顔を右に向けると、一糸まとわぬ後輩ちゃん。
やっちまった。
もう酒飲まないほうがいいな。
とりあえず、シャワーをお借りしようかな。
バスルームに入り、給湯器のスイッチを捻ると、チチチチ…という音とともに、赤いランプが点滅し、湯が沸かされはじめたことを教えてくれる。
あくびを噛みこらえながら、栓を捻り、湯を出す。
シャワーのホースに満ちて沸かされなかったぶんの冷たい水が眠気を覚まし、ゆっくりと温かくなる湯が、心を落ち着かせてくれる。
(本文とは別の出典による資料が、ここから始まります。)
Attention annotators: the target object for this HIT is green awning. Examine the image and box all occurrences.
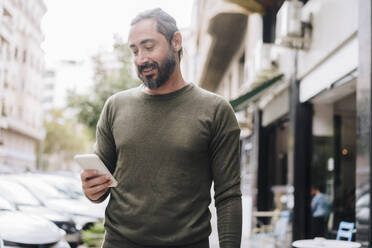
[230,74,284,112]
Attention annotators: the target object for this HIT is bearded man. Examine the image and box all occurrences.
[81,9,242,248]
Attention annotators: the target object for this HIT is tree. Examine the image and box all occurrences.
[68,37,140,137]
[43,109,93,170]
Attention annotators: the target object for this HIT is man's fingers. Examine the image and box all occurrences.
[80,170,98,182]
[83,175,110,188]
[92,189,107,200]
[85,180,112,196]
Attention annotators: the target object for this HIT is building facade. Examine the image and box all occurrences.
[189,0,371,247]
[0,0,46,171]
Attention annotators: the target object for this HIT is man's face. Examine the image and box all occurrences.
[129,19,176,89]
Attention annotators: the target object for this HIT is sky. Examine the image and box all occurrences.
[42,0,194,65]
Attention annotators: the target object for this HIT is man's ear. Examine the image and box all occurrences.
[172,31,182,53]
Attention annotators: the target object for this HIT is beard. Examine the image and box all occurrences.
[137,49,176,90]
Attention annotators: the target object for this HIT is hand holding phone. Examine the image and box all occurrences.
[74,154,118,187]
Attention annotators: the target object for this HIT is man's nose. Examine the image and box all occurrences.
[136,53,150,65]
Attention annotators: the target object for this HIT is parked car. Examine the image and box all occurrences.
[0,199,70,248]
[0,174,104,230]
[32,173,109,211]
[0,178,82,247]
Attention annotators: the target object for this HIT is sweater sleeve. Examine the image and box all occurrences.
[91,97,117,203]
[210,100,242,248]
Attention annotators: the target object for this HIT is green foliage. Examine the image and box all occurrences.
[68,37,140,137]
[44,109,89,154]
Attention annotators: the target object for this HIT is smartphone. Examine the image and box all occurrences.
[74,154,118,187]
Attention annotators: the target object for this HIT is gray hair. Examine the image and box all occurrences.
[130,8,182,60]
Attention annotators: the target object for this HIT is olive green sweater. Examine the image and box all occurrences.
[95,84,242,248]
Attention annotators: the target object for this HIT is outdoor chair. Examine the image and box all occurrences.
[336,221,354,241]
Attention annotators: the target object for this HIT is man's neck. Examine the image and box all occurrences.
[143,69,187,95]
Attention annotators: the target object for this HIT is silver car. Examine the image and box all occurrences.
[0,178,82,247]
[0,199,70,248]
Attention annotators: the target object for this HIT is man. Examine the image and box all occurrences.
[311,186,331,238]
[81,9,242,248]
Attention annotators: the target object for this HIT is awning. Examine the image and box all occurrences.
[230,74,284,112]
[225,0,284,13]
[199,12,248,91]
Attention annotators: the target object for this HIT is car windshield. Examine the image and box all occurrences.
[0,197,15,211]
[43,177,84,198]
[15,177,68,201]
[0,179,41,206]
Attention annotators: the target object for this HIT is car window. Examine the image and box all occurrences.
[0,197,15,211]
[0,180,40,206]
[15,178,67,200]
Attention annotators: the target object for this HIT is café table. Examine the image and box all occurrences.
[292,238,361,248]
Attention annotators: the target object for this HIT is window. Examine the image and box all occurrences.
[22,50,27,64]
[238,53,245,88]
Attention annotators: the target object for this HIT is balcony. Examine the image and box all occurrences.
[1,117,45,140]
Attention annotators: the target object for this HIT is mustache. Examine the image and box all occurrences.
[137,62,159,73]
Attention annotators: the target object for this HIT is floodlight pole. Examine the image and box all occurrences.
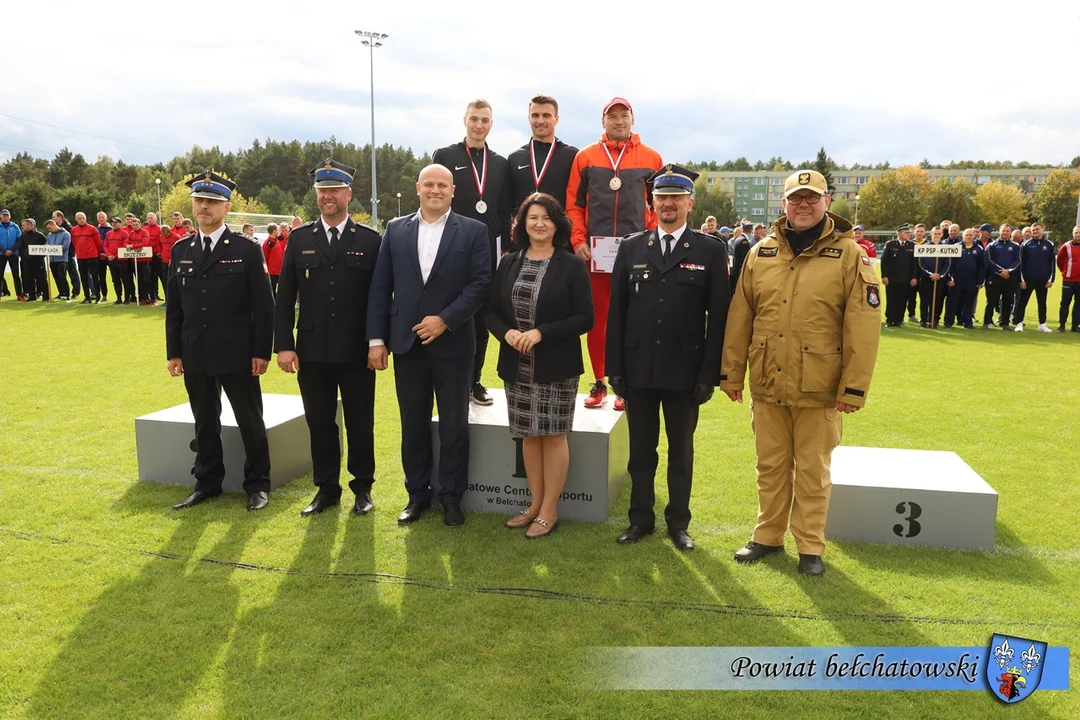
[355,30,390,230]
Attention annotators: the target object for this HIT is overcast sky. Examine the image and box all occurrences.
[0,0,1080,165]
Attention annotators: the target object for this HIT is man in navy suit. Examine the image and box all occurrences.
[367,165,491,527]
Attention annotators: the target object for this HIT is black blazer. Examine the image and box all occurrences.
[484,248,593,382]
[165,228,273,375]
[274,218,382,363]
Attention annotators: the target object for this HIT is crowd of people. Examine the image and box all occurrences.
[880,220,1080,332]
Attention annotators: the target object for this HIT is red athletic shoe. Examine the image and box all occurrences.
[585,380,607,409]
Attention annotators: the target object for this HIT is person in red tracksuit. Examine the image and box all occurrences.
[566,97,663,410]
[262,222,288,296]
[143,213,168,302]
[105,217,135,305]
[1057,225,1080,332]
[158,226,184,303]
[71,213,102,305]
[125,217,153,305]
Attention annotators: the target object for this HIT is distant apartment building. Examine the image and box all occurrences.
[703,168,1051,222]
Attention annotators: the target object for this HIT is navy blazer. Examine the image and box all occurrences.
[367,210,491,357]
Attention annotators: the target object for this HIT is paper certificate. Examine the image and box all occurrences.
[589,236,622,273]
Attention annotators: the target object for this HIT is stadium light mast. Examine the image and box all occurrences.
[355,30,390,230]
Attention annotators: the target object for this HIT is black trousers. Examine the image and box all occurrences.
[109,260,135,301]
[623,386,698,531]
[65,254,82,298]
[79,258,102,299]
[49,262,71,298]
[885,281,912,325]
[919,277,948,327]
[1057,283,1080,330]
[983,275,1016,325]
[394,340,473,505]
[1013,282,1047,325]
[135,262,158,302]
[0,255,26,297]
[19,257,49,300]
[97,257,109,300]
[297,357,375,497]
[184,371,270,494]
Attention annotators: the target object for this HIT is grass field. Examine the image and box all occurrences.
[0,272,1080,719]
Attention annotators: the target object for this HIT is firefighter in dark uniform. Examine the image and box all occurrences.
[165,171,273,511]
[605,164,731,551]
[274,158,382,517]
[881,223,919,327]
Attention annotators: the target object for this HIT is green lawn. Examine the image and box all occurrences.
[0,273,1080,720]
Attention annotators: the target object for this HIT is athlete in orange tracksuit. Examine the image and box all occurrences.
[566,97,663,410]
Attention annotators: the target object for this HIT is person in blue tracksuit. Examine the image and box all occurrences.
[945,228,986,330]
[1013,222,1057,332]
[983,225,1020,330]
[918,228,953,327]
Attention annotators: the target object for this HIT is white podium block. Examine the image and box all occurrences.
[135,393,345,490]
[431,390,630,522]
[825,447,998,551]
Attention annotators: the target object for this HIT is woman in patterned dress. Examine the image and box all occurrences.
[485,193,593,540]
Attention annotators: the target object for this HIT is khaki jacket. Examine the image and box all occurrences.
[720,213,881,407]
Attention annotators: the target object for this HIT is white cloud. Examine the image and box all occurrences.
[6,0,1080,165]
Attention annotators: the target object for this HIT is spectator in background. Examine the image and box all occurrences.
[1054,225,1080,332]
[262,222,287,296]
[0,209,26,300]
[143,213,161,302]
[983,225,1020,330]
[124,216,153,305]
[1012,222,1057,332]
[53,210,82,298]
[105,217,135,305]
[918,226,953,327]
[71,213,102,305]
[851,225,877,258]
[22,218,49,301]
[45,218,71,302]
[945,228,986,330]
[96,213,112,302]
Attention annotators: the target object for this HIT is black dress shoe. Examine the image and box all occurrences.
[735,540,784,562]
[247,490,270,510]
[443,503,465,528]
[615,525,656,545]
[667,530,693,551]
[300,492,341,517]
[799,553,825,576]
[352,492,375,515]
[397,500,431,525]
[173,490,221,510]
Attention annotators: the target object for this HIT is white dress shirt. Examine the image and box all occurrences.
[416,210,450,283]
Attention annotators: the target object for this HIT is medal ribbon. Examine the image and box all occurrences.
[604,142,629,177]
[465,141,487,200]
[529,138,557,192]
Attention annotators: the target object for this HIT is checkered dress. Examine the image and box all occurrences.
[507,257,578,437]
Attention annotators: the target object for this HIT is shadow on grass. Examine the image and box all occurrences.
[835,520,1057,586]
[29,507,267,718]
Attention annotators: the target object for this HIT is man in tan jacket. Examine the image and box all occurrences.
[720,171,881,575]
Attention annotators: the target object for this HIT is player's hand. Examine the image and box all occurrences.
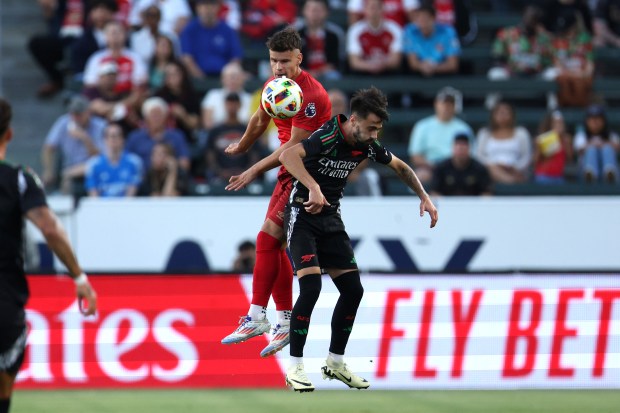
[225,168,256,191]
[75,281,97,316]
[420,196,439,228]
[224,142,245,155]
[304,190,331,214]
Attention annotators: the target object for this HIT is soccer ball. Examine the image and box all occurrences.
[261,77,304,119]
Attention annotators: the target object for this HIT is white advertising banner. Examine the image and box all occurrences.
[61,196,620,272]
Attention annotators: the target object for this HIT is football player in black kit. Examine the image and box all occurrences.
[0,99,97,413]
[279,87,438,392]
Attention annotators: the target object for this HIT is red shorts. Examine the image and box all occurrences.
[265,176,293,227]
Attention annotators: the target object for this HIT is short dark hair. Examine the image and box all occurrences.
[266,26,301,52]
[351,86,390,121]
[0,98,13,138]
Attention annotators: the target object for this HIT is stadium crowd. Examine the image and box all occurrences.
[29,0,620,197]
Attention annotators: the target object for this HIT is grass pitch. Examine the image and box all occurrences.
[11,390,620,413]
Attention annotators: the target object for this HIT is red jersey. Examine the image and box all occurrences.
[260,70,332,179]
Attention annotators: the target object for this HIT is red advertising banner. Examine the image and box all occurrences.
[18,275,284,388]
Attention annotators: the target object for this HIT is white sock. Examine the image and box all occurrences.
[290,356,304,367]
[327,351,344,365]
[248,304,267,320]
[276,310,292,325]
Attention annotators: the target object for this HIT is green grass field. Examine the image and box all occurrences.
[11,390,620,413]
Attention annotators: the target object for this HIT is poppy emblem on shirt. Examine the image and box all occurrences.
[305,102,316,118]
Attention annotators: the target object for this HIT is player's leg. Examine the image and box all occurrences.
[0,326,27,413]
[222,183,289,344]
[318,214,370,389]
[286,207,321,391]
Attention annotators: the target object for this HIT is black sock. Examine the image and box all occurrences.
[0,399,11,413]
[290,274,321,357]
[329,271,364,354]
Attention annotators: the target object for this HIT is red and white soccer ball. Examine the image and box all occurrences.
[261,77,304,119]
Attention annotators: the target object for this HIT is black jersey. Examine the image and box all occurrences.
[0,161,47,323]
[290,115,392,205]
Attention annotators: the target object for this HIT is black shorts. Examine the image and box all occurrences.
[0,324,28,374]
[284,203,357,271]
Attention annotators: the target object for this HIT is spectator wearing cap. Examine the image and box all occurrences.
[431,133,492,196]
[403,5,461,77]
[476,101,532,184]
[180,0,243,78]
[204,92,261,184]
[129,0,192,35]
[126,97,189,171]
[83,61,138,131]
[534,110,573,184]
[574,104,620,183]
[84,21,148,96]
[129,4,180,63]
[408,87,473,182]
[85,123,142,198]
[42,96,107,194]
[200,62,252,130]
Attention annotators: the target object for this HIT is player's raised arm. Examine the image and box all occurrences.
[388,155,439,228]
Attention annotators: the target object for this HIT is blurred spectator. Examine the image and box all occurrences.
[296,0,346,79]
[148,34,176,90]
[86,123,142,197]
[129,4,180,63]
[205,92,261,184]
[403,6,461,77]
[347,0,420,27]
[541,0,593,35]
[129,0,192,35]
[408,87,474,183]
[126,97,189,171]
[28,0,86,98]
[347,0,403,75]
[476,101,532,184]
[180,0,243,78]
[574,105,620,183]
[431,133,491,196]
[552,11,594,107]
[593,0,620,47]
[241,0,297,43]
[534,110,573,184]
[139,142,187,197]
[200,62,252,130]
[42,96,106,194]
[84,21,147,95]
[155,61,200,142]
[70,0,118,76]
[83,62,139,131]
[488,5,551,80]
[232,240,256,274]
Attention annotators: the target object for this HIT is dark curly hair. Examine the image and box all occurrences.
[0,98,13,138]
[266,26,301,52]
[351,86,390,121]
整頓されたステンレスの棚には、いい香りのボディーソープ。
手で泡立て、軽く体を洗ってゆく。
いつもの自分と違う香りに、侵食されていくような、披征服感。
そしてやっちまったな、という後悔。
今日どんな顔して後輩ちゃんと話せばいいんだ。
浴室から出ると、時刻はまだ五時半。
家に帰ってスーツを着替えるくらいの時間はあるだろう。
「あ、先輩、おはようございます…」
眠そうに目の端を擦る後輩ちゃん。
昨日のこと、どの程度覚えてるんだろうか。
「んん…昨日、私に甘えてくる先輩、可愛かったですよ…ふぁあ…」
あくびをしながら、なんでもないことのように言う。
「先輩、一回帰るんでしょ?またあとで会いましょうね。」
「あ、ああ。」
こういうとき、何て言えばいいのかわからない。
ごめんなさい?ありがとう?
わからないから。
「えっと…またな。」
たぶん不正解な言葉を彼女にかける。